Never got that call.
I had not yet been told that I needed to add persistence to my resume. (If you want to practice persistence I recommend blogging daily.) Over the years whenever I have seen Tony Bill’s name on the credits I always remember my timid approach to the film industry.
So yesterday when I saw that Bill has a book out called Movie Speak I bought it. The subtitle of the book is How to Talk Like You Belong on a Film Set. It’s a helpful little book for anybody who wants to work (or does work) on film, TV and video production sets. Some of the code words are common (C-stand, room tone, C47), some less common (cardellini, butterfly lighting, redhead), and some I had never heard used (seagull, pull the plug, rhubarb).
As I’ve worked on productions around the country it’s funny to hear how each region has even more production words and phrases than are listed in Bill’s book. But Movie Speak is an excellent little book to give you a foundation (or to fill in some holes) that will help you know what’s going on on the set.

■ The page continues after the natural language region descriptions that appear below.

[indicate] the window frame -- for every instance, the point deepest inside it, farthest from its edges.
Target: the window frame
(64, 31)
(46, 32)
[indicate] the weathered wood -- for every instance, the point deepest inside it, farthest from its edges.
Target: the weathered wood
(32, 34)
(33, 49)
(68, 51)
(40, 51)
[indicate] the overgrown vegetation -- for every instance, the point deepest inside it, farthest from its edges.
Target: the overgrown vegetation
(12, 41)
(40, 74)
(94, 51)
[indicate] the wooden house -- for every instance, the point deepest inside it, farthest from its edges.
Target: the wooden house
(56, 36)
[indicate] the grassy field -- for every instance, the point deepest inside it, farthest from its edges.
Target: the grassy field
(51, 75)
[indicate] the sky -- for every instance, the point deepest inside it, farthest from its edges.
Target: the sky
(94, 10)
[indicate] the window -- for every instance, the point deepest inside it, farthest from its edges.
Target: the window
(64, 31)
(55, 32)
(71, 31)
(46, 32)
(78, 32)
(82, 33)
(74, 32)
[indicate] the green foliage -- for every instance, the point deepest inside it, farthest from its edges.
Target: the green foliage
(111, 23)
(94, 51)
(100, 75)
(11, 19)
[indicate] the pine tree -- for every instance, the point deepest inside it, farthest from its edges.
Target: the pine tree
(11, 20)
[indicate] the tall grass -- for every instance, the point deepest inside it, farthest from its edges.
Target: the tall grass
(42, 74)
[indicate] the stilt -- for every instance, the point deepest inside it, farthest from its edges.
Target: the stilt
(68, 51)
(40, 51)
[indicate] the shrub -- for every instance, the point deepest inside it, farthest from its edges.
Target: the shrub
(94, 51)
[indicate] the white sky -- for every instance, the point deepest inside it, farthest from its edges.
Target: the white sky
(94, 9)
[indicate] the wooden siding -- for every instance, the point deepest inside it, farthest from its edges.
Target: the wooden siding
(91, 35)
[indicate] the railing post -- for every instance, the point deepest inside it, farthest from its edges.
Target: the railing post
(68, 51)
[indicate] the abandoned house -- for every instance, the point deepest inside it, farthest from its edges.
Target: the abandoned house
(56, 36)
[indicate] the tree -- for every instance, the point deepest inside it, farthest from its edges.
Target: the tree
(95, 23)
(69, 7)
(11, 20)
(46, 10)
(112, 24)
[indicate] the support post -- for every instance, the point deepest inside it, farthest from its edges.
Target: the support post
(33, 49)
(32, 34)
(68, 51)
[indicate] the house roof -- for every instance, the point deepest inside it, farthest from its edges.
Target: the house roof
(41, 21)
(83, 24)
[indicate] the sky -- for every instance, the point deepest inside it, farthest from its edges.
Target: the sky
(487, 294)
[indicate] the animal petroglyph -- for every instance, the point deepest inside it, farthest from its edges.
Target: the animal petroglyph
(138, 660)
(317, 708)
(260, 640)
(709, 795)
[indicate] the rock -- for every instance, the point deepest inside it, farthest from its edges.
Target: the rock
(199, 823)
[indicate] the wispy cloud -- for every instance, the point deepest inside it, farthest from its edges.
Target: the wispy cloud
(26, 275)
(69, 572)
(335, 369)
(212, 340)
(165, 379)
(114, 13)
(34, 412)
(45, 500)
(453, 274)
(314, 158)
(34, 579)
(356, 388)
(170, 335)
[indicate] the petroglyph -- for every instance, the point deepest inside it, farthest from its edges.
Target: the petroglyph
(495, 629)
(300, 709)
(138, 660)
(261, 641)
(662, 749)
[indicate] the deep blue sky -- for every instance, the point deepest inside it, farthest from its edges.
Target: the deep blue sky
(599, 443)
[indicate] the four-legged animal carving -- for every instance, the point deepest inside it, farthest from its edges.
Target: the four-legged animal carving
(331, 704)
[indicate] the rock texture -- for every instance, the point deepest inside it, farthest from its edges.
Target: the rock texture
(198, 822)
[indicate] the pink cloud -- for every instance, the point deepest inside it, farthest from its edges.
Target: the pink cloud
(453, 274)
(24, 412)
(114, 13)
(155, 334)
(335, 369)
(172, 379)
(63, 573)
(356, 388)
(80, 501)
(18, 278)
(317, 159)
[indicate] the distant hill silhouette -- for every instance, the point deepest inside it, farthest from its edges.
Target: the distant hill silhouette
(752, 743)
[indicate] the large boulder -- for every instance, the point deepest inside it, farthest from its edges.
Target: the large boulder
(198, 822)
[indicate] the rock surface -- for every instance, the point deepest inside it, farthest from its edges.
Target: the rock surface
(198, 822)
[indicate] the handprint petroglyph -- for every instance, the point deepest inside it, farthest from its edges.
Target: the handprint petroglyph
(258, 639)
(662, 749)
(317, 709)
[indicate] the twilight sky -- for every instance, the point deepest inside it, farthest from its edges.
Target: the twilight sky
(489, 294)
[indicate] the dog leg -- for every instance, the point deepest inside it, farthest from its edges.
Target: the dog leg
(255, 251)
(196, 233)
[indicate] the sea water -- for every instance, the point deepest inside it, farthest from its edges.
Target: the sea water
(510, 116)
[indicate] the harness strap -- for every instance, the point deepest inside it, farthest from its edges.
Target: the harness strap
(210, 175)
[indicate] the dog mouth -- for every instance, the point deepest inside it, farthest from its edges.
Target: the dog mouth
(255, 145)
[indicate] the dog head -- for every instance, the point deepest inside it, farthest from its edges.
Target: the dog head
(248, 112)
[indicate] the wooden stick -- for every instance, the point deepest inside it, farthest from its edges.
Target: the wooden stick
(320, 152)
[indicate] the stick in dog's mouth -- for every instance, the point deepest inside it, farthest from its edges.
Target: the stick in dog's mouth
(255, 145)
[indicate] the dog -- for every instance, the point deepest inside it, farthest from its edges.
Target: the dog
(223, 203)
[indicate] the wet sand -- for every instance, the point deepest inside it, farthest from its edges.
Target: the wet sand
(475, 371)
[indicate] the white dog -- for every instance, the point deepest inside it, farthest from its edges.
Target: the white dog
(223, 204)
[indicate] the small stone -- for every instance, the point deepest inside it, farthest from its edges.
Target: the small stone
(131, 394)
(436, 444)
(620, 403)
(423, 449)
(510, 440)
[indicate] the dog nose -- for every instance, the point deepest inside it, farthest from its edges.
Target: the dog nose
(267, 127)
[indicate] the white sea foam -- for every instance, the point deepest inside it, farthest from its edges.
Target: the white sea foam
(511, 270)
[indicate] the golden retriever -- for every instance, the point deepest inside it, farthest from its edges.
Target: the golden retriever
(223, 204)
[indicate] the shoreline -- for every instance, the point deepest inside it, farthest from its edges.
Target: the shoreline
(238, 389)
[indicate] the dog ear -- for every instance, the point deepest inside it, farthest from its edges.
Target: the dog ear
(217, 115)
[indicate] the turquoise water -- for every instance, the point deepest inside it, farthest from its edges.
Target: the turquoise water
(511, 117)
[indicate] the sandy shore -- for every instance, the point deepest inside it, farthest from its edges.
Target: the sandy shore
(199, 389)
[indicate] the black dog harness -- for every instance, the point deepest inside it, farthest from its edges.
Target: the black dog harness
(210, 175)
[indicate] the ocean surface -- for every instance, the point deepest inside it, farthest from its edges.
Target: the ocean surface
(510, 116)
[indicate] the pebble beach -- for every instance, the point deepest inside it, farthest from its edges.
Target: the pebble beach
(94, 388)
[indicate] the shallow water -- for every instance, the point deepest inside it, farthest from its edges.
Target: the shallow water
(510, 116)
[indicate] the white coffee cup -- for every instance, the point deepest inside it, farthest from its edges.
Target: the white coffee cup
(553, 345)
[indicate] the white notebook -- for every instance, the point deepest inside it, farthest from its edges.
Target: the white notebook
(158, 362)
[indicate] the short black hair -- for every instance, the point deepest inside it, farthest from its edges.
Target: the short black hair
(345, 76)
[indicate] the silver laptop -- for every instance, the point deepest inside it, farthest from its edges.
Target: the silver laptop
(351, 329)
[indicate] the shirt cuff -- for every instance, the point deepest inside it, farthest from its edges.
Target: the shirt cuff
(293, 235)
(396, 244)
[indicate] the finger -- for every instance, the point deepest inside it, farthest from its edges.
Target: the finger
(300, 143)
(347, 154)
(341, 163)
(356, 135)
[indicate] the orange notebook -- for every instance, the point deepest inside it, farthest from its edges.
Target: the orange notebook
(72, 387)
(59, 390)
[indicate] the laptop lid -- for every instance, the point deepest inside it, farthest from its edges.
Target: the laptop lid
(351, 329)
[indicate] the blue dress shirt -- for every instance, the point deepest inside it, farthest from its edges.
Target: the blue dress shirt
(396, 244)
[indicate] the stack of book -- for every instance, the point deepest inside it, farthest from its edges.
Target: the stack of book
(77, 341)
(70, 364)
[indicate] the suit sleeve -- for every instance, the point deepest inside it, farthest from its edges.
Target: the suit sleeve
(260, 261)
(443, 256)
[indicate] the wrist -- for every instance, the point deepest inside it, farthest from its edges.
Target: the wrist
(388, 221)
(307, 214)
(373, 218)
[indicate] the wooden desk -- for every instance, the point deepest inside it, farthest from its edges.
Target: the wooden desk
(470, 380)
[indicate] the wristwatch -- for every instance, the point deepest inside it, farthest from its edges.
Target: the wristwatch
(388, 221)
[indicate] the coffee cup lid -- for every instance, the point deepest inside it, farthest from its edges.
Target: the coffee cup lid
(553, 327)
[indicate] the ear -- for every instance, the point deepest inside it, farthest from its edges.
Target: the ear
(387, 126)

And Bill also offers a little insight into the business as well and I’ll share some of these over the next couple days. The first bit of advice is geared for screenwriters in what I’d file under, “I thought you were creative…”;
“I have scant patience with the lament of writers who claim they cannot get someone to read their script. Instead, I’d offer that a clever-enough submission can get anyone to read (or rather start reading) a script… In fact, I’m opinion enough to say that anyone who can’t figure an original, imaginative , and fresh way of submitting a script probably doesn’t have what it takes to write one.”
Hint from personal experience; finding out where Tony Bill’s office is and simply dropping off a resume is not considered imaginative. But I am working on a script that would be perfect for Bill who directed My Bodyguard. Better late than never, right?
If anyone has a success story of how they used a creative way to get a producer to read a script I’d love to hear it. (Especially if it resulted in a deal.)